Collaborative Filtering Recommendations:
1. Ek Aasha: Predicted Rating - 9.63
2. Khoon Ki Pukaar: Predicted Rating - 9.63
3. Aar Paar: Predicted Rating - 9.62
4. Nirmal Anand Ki Puppy: Predicted Rating - 9.62
5. Chuskit: Predicted Rating - 9.62


# Genre-Based Recommendations: <a name="genre-based-recommendations"></a>

#### We don't have genre column - still tried using NLP to get genre based recommendations:

1. **Genre-Based Recommendations Function**
   - Define a function to get top N movie recommendations based on user preferences (genres).

2. **Example: User Preferences for Romance**
   - Get genre-based recommendations for a user expressing a preference for romantic movies.

3. **Display Recommendations**
   - Display collaborative filtering and genre-based movie recommendations.


In [28]:
# Function to get top N movie recommendations based on user preferences (genres)
def get_genre_based_recommendations(user_preferences, n_recommendations=5):
    # Find movies similar to the user's preferences
    similar_movies = set()
    for genre in user_preferences:
        genre_indices = [i for i, text in enumerate(df['text']) if genre.lower() in text.lower()]
        similar_movies.update(genre_indices)

    # Remove movies the user has already rated
    similar_movies -= set([index for _, index, _ in df[['user_id', 'id', 'rating']].itertuples(index=False)])

    # Calculate average similarity scores for each movie
    movie_scores = [(index, sum(cosine_sim[index])) for index in similar_movies]

    # Get top N recommendations based on average similarity scores
    user_recommendations = sorted(movie_scores, key=lambda x: x[1], reverse=True)[:n_recommendations]

    # Convert movie indices back to movie titles
    recommended_movies = [(df.iloc[index]['title'], df.iloc[index]['rating']) for index, _ in user_recommendations]

    return recommended_movies

In [29]:
# Example: User expresses a preference for romantic movies
user_preferences = ['Romance']


In [30]:
# Get genre-based recommendations for the user
genre_based_recommendations = get_genre_based_recommendations(user_preferences)


In [31]:
# Display the collaborative filtering and genre-based recommendations
print("\nCollaborative Filtering Recommendations:")
for i, (movie_id, rating) in enumerate(collaborative_filtering_recommendations):
    movie_title = df[df['id'] == movie_id]['title'].values[0]
    print(f"{i + 1}. {movie_title}: Predicted Rating - {rating:.2f}")

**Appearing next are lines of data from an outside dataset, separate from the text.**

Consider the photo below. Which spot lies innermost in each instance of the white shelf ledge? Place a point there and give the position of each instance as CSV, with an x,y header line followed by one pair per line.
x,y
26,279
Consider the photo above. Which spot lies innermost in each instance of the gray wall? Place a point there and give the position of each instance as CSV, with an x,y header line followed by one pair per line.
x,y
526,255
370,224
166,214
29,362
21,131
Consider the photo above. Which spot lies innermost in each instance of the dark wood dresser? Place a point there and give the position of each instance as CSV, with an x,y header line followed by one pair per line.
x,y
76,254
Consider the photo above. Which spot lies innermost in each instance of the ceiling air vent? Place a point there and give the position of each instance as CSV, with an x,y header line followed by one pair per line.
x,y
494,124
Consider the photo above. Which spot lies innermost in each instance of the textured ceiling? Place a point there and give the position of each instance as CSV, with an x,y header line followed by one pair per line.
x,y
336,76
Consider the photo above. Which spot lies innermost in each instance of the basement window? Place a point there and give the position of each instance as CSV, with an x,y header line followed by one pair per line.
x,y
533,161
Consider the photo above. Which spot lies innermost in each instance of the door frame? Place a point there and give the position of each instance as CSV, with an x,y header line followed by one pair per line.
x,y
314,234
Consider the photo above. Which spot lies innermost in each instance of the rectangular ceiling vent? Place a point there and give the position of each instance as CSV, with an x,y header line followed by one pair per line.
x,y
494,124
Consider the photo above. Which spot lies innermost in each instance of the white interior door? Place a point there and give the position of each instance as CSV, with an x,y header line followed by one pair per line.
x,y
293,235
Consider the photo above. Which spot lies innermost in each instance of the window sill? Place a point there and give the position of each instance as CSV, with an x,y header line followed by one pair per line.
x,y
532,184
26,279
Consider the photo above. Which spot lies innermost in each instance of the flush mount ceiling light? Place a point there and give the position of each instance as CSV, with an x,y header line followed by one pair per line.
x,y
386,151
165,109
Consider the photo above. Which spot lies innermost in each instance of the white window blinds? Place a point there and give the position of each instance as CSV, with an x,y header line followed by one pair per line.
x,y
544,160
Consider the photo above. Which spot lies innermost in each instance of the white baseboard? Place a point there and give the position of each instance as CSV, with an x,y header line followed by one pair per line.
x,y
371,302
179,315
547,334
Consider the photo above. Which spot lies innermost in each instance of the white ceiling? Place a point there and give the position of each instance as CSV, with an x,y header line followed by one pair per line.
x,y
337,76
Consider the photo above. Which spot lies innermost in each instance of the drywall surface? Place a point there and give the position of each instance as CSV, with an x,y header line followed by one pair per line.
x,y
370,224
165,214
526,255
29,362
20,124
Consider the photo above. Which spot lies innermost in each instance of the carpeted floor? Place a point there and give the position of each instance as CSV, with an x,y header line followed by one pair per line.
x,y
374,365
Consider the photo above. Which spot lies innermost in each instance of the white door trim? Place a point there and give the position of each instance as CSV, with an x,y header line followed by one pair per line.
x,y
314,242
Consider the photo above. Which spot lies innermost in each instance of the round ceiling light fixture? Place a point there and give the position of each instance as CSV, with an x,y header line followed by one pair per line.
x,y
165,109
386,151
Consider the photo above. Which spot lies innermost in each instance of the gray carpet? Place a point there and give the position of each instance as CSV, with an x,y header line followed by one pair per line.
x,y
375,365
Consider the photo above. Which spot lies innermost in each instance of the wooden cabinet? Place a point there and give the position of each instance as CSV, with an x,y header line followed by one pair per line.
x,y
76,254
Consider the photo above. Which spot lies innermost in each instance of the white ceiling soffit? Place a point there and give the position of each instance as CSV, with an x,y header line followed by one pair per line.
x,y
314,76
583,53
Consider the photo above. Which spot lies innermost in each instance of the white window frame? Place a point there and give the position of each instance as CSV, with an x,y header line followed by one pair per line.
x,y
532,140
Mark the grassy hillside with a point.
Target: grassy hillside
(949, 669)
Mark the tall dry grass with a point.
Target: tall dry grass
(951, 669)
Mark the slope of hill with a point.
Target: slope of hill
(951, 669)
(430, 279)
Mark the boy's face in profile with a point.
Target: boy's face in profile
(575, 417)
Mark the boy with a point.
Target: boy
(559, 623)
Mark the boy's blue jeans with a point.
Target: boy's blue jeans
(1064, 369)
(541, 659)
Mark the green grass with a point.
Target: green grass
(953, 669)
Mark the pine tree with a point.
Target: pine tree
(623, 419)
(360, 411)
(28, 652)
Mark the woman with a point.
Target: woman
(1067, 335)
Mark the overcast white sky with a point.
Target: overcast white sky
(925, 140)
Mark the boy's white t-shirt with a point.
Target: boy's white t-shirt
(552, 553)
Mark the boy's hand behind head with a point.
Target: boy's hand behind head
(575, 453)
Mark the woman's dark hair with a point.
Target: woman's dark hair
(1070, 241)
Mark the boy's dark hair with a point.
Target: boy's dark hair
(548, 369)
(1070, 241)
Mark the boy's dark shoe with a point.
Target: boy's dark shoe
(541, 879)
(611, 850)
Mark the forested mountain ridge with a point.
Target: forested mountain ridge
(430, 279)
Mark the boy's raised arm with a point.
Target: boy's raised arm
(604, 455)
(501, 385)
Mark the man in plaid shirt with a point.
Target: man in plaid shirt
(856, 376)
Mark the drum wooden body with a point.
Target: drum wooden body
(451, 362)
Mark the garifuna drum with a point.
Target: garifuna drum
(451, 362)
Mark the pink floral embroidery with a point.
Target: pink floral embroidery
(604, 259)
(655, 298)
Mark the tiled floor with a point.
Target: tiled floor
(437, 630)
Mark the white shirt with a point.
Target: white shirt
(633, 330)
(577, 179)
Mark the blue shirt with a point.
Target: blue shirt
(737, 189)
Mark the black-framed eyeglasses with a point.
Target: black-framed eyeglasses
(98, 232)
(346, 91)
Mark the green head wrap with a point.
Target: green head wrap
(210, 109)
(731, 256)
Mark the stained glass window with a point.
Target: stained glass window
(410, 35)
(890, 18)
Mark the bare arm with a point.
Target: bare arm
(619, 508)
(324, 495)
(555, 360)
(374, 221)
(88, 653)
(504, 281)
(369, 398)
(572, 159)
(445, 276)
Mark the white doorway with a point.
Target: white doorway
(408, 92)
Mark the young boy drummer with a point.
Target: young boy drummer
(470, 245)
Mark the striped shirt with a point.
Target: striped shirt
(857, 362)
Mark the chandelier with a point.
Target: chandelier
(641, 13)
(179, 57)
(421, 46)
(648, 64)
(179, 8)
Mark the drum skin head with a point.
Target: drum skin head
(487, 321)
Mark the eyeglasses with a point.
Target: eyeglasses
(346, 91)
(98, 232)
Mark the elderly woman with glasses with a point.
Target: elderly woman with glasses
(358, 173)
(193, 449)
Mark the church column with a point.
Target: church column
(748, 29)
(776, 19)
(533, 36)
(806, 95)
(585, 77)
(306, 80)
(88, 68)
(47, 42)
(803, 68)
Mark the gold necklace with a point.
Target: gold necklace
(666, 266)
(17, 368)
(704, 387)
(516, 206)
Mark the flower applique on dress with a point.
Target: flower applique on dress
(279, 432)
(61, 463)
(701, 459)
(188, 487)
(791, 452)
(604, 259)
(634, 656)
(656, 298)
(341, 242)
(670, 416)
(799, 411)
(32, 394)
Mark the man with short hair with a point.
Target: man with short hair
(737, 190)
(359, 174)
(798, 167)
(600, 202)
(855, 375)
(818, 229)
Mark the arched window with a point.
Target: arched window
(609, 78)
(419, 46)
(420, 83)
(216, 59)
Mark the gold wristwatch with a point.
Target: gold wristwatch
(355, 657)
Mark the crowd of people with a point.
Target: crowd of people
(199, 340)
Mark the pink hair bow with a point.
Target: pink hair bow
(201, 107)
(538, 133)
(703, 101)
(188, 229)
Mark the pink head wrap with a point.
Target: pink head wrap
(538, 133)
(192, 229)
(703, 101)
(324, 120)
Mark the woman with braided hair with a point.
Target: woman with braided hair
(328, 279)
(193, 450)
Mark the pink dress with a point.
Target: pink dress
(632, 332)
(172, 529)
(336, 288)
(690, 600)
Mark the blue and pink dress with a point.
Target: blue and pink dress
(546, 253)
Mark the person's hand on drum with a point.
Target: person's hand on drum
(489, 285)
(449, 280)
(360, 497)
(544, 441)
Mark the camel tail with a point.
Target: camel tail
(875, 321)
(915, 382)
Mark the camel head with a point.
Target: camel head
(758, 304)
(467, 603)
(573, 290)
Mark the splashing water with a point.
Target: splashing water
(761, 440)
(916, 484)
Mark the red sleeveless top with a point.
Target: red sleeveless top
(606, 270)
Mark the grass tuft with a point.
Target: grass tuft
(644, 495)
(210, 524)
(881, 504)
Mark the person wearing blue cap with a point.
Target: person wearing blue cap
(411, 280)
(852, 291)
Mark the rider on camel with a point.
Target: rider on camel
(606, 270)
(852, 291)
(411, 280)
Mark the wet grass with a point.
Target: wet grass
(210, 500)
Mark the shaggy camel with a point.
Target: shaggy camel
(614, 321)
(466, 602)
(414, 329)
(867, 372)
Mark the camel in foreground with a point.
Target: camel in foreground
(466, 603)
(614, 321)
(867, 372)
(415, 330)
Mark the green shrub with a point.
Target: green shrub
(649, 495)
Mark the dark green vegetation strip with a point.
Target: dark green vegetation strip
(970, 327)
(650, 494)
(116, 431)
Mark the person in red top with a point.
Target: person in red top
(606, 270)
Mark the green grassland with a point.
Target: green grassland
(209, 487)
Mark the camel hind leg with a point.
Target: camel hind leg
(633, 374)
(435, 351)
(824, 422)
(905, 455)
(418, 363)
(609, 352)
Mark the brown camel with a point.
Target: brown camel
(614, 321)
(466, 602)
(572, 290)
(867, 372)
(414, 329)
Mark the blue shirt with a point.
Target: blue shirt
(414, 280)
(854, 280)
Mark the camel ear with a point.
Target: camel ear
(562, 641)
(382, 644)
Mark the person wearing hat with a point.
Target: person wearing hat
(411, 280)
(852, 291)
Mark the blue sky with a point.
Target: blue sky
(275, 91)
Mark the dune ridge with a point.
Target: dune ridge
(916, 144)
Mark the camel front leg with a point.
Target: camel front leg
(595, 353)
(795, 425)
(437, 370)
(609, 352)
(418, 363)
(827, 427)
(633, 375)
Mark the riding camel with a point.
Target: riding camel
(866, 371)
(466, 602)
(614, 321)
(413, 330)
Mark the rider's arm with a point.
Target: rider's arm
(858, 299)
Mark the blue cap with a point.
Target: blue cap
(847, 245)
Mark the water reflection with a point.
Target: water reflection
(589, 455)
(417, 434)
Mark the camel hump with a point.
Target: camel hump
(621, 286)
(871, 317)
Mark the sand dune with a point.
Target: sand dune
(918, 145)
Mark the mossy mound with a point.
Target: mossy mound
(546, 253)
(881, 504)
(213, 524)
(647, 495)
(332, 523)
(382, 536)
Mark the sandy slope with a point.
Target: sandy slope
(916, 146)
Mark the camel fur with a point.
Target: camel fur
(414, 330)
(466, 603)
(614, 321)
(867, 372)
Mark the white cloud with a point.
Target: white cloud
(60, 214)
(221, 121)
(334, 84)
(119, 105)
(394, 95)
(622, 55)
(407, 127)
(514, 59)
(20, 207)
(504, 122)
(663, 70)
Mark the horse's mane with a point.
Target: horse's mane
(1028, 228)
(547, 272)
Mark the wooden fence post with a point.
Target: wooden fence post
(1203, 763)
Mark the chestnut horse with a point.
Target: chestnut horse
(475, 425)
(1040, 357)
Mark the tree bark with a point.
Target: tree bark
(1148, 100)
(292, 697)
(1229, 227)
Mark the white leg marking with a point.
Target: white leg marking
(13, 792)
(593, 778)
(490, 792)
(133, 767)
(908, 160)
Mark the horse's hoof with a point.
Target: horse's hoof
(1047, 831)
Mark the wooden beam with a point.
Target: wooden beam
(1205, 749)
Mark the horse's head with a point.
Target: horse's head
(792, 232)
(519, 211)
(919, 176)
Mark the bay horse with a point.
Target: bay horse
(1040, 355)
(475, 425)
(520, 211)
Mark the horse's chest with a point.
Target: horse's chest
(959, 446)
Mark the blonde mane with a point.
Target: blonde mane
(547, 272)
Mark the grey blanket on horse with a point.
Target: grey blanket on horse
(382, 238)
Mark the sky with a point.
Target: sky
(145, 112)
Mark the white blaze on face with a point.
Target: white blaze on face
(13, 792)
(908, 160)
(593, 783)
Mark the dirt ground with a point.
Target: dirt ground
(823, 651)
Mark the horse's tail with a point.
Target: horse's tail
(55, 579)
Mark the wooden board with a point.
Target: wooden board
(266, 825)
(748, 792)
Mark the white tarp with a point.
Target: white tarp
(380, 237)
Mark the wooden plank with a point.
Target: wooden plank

print(f"\nTop {n_recommendations} Genre-Based Recommended Movies for {', '.join(user_preferences)}:")
for i, (movie, rating) in enumerate(genre_based_recommendations):
    print(f"{i + 1}. {movie}: Rating - {rating:.2f}")



Collaborative Filtering Recommendations:
1. Ek Aasha: Predicted Rating - 9.63
2. Khoon Ki Pukaar: Predicted Rating - 9.63
3. Aar Paar: Predicted Rating - 9.62
4. Nirmal Anand Ki Puppy: Predicted Rating - 9.62
5. Chuskit: Predicted Rating - 9.62

Top 5 Genre-Based Recommended Movies for Romance:
1. Untitled Sunil Pandey/Junaid Khan Supernatural Romance: Rating - 0.00
2. Shuddh Desi Romance: Rating - 5.70
3. Midnight Romance: Rating - 0.00
4. Romance: Rating - 0.00


# **Conclusion and Takeaways:**

- Collaborative filtering, specifically using Singular Value Decomposition (SVD) and the Surprise library, proves effective for predicting user preferences based on historical movie ratings.
- Genre-based recommendations complement collaborative filtering, enhancing personalization by considering user preferences beyond past ratings. This approach leverages TF-IDF vectorization for movie titles.
- Exploratory Data Analysis (EDA) offers valuable insights into the distribution of movie ratings, annual release patterns, and the relationship between release year and average rating.
- Data preprocessing steps include quality assurance through handling missing values and removing duplicate records. Feature engineering involves converting the release year to integers for analysis.
- Continuous model evaluation, fine-tuning, and potential feature expansion, such as incorporating user demographics or movie genres, can further improve the recommendation algorithm's performance.
- The Bollywood Movies Recommendation System lays the groundwork for personalized movie recommendation platforms, adaptable to diverse user preferences.
- Ongoing refinement is essential for maintaining the system's relevance and accuracy in providing movie suggestions to users.